Patients going to the oncology department were asked if they were the head of the household and if they were at-risk for eviction. Even if the patient had already filed for disability, it can take more than a year for payments to arrive. 

And then there were patients who had given a relative's address as their own, but upon discharge said they had no place to go. 

The social workers got involved in in discharge planning. Real conversations began happening that took away some of the stigma of being homeless, Lustgarten said. 

Tangible results at Montefiore

The program resulted in 900 to 1,000 alerts per year. Most of the patients have chronic conditions such as hypertension, heart failure, sickle cell anemia, diabetes, a lack of dialysis treatment and substance abuse.

For housing, Montefiore originally relied on what was available in the city to lease.  

New York State invested Medicaid dollars into housing which opened up 20 housing units for Montefiore's chronically ill.

Respite facilities also offered temporary shelter, with the average stay of an expected 60 days lasting 160 days.

Beyond the respite care and the 20 housing units, there was nothing more stable for folks, Sekulic said.

Montefiore helped to develop the Bronx Health & Housing Consortium in 2011. It bought four beds to house patients for up to a year. Other organizations, such as insurer UnitedHealthcare, also purchased beds. 

As New York City is investing in 90 new shelters, Montefiore is looking into acquiring more respite beds and more permanent housing.

"Another 20 beds per borough would do a lot to alleviate the housing stress of  people who are in the hospital," Sekulic said.

Discharging patients has become less stressful on staff too and, as such, morale has increased.
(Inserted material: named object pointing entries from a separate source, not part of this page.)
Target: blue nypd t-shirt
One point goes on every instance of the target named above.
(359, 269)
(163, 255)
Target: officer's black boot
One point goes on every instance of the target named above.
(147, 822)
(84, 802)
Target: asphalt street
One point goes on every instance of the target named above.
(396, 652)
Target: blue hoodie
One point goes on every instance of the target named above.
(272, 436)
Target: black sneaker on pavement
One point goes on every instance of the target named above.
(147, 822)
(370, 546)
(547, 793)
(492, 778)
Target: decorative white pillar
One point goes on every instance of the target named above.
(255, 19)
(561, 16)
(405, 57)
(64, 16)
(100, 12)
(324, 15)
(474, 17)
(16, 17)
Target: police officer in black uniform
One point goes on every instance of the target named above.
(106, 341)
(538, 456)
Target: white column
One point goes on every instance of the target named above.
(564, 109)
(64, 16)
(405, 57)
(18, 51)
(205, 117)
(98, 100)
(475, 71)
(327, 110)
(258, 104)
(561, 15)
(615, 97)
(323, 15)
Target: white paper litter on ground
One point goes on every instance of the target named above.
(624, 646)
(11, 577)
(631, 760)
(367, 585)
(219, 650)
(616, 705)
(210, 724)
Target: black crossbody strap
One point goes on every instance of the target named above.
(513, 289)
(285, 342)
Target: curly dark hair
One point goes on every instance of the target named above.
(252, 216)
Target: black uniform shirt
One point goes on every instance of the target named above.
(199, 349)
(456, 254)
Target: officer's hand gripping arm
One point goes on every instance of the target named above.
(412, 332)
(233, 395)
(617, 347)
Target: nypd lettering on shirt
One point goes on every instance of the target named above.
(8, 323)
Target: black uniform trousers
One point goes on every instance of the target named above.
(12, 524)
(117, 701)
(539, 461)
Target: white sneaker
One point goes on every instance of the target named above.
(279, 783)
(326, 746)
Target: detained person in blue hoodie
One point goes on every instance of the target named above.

"Now we're much more engaged with patients, we can refer them to the care team," Sekulic said. "We've never heard from anybody in Montefiore, why are we doing this?"

The health system even goes to court over housing issues on a patient's behalf when needed. One case involved a man who needed a liver transplant, who couldn't work due to his illness and was facing eviction. He needed to get on the liver transplant list, but first needed to show he had a place to live. The transplant physician asked the judge for more time while social workers worked with the man's landlord to keep him housed.

"If evicted, it was a death sentence for this man,"  Sekulic said.

Other health systems considering similar investments in the social determinants need system-wide support from the C-Suite to the data analytics team to physicians and nurses.

The care team cannot be formed out of staffers' regular jobs, according to Lustgarten. Hospitals need to hire at least a three-person team of a project manager and two social workers who have housing as their only job.

"Housing," Lustgarten said "is as complicated as the body."